On 12/18/18 10:53 AM, Ed wrote:
> I have an application that pulls images off a v4l2 camera in BGR3
> format, then (after some image processing) converts each image to JPEG
> for streaming. Using 'top' I see the CPU usage of the application, and
> for both versions (with or without turbo-jpeg) the usage is essentially
> the same.
That would be like comparing the speed of a Ferrari and a Yugo by
comparing the engine RPM. Ultimately, what matters is not how fast the
engine is running but how fast the car gets from Point A to Point B.
You want the CPU to be at 100% when generating JPEG images, because
otherwise the CPU is being under-utilized, and you aren't generating
those images as quickly as you could be. The idea is that both
libjpeg-turbo and libjpeg should "red-line" the CPU, but libjpeg-turbo
should get to the finish line much more quickly.
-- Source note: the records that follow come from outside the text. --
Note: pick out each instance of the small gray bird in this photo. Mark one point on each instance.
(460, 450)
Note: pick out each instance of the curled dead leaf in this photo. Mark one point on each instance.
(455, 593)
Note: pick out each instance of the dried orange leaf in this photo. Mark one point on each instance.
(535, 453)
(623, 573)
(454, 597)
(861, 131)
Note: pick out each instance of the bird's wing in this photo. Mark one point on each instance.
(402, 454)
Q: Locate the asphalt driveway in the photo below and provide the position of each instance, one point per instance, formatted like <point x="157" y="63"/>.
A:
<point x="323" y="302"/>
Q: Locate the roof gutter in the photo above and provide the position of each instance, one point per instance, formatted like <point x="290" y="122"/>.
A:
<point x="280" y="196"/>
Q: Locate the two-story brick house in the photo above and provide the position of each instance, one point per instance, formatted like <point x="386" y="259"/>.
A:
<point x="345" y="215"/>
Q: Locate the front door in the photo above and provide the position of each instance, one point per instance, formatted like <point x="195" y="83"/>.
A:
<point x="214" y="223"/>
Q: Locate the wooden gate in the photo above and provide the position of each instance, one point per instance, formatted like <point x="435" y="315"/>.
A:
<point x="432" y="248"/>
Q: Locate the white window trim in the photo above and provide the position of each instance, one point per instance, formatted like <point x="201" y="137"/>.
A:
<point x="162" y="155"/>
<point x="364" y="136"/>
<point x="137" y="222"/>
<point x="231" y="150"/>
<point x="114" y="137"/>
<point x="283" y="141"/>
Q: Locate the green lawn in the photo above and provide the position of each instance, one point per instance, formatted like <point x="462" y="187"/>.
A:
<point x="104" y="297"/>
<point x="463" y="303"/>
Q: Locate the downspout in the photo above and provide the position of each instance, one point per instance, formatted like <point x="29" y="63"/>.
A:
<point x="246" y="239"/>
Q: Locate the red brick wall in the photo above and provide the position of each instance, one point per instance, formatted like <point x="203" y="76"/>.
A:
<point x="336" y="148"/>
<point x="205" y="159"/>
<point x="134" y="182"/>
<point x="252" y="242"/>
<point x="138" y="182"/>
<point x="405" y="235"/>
Another thing to be aware of is Amdahl's Law. If, for instance, 95% of
the execution time is spent on I/O and 5% is spent on JPEG encoding,
then speeding up JPEG encoding by 2x will only speed up the overall
execution by 2-3%, which won't be noticeable. File this under: "Why the
'time' command is usually a poor way to measure the performance of
libjpeg-turbo."
Computer performance engineering-- particularly understanding Amdahl's
Law, how to measure and report speedups, how to design benchmarks,
pipelining, parallel processing, Flynn's taxonomy, etc.-- is a critical
skill to understanding libjpeg-turbo. Ultimately, every benchmark
number is just a measurement of how a specific application performs on a
specific system with a specific workload. Referring to
https://libjpeg-turbo.org/About/Performance, the "2-6x" speedup claim
comes from using tjbench, which measures the performance of
libjpeg-turbo in isolation. Due to Amdahl's Law, that speedup will be
realized less and less as libjpeg-turbo accounts for less and less of
the application's total execution time. But clever application design,
such as pipelining I/O with compute, eliminating unnecessary buffer
copies, etc., can allow the application to realize more of an overall
speedup from libjpeg-turbo.
For a price, I do corporate consulting in that regard (i.e. helping
companies achieve the best possible speedup from libjpeg-turbo by
restructuring their code so it doesn't get in the way of libjpeg-turbo.)
> Secondly, what type of CPU are you using?
>
> Right now I'm just using a Raspberry Pi
The ARM SIMD implementation in libjpeg-turbo is not as complete as the
x86/x86-64 SIMD implementation, but it should still give you about 2-4x
speedup for baseline images.